The digitization and materialization component of the project offered new ways to engage with an artifact. Object analysis was turned on its head as I investigated an object which I had a role in creating. This provided valuable insights into the artifact and new model, but also into the process of object analysis.
I have proposed approaches for performing similar investigations in repositories, along with a pedagogical argument for doing so. By emphasizing modularity, flexibility, and minimal capital requirements, I hope these approaches can be adapted to a variety of institutions and audiences. Researchers will reap the benefits of intellectual and
emotional engagement, hands-on learning, and technological experimentation. Public historians will have the opportunity to engage in outreach and innovative education and exploration of their collections.
The myriad professions falling under the umbrella term of “public historian”—including archivists, curators, and educators—can all benefit from self-reflexive examination of theory, method, and perspectives. The better we understand our collections, the better we can assist researchers in using them. Expertise in subjects and methodology can allow for a greater degree of collaboration. Well-informed public historians can proactively suggest lines of research or produce their own scholarship: articles for an academic, professional, or popular audiences, or less traditional scholarly works, such as material presented online. Historians working outside of the academy may have greater flexibility in the genre of work they can produce. A lopsided plastic meat grinder with a goiter would probably not impress a tenure committee, but it could serve as an excellent capstone for a series of educational sessions outside the classroom.

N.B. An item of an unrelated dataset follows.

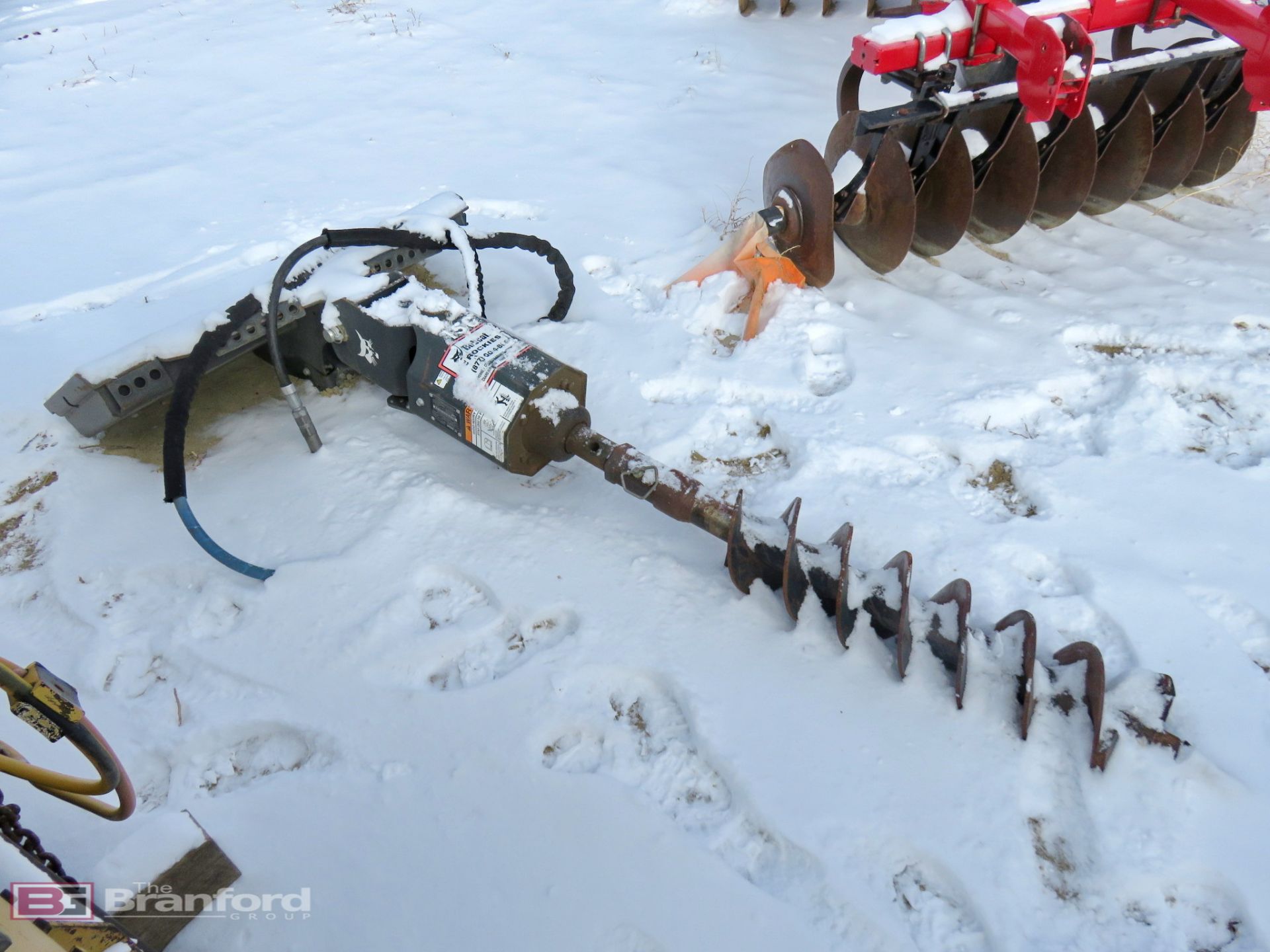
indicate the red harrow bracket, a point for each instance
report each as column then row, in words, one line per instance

Utilizing new—or newly accessible—technologies is a useful strategy. Hands-on learning has pedagogical value, increasing student engagement and imparting new technical skills. Deploying technology in the service of historical investigation may also help raise the profile of institutions often dismissed as “dusty” or otherwise backward or dull. Focused, small-scale projects, especially if undertaken in collaboration with educators, have the potential to be flexible but completable. The project deliverable is a thing, digital or plastic, produced by the student’s effort. The teaching goals range wider, encompassing material culture, historical research, technological proficiency, and creative problem solving.
It is not enough for public historians to care about history. The enterprise is founded upon the premise that a broader audience should also care about history, and has something to contribute to the process of constructing histories. It is our job to foster the passion and confidence that are a necessary part of that process. What better way than inviting the public into our inner sanctum and encouraging them to play with our sacred objects? They belong to the public, after all; we merely hold them in trust.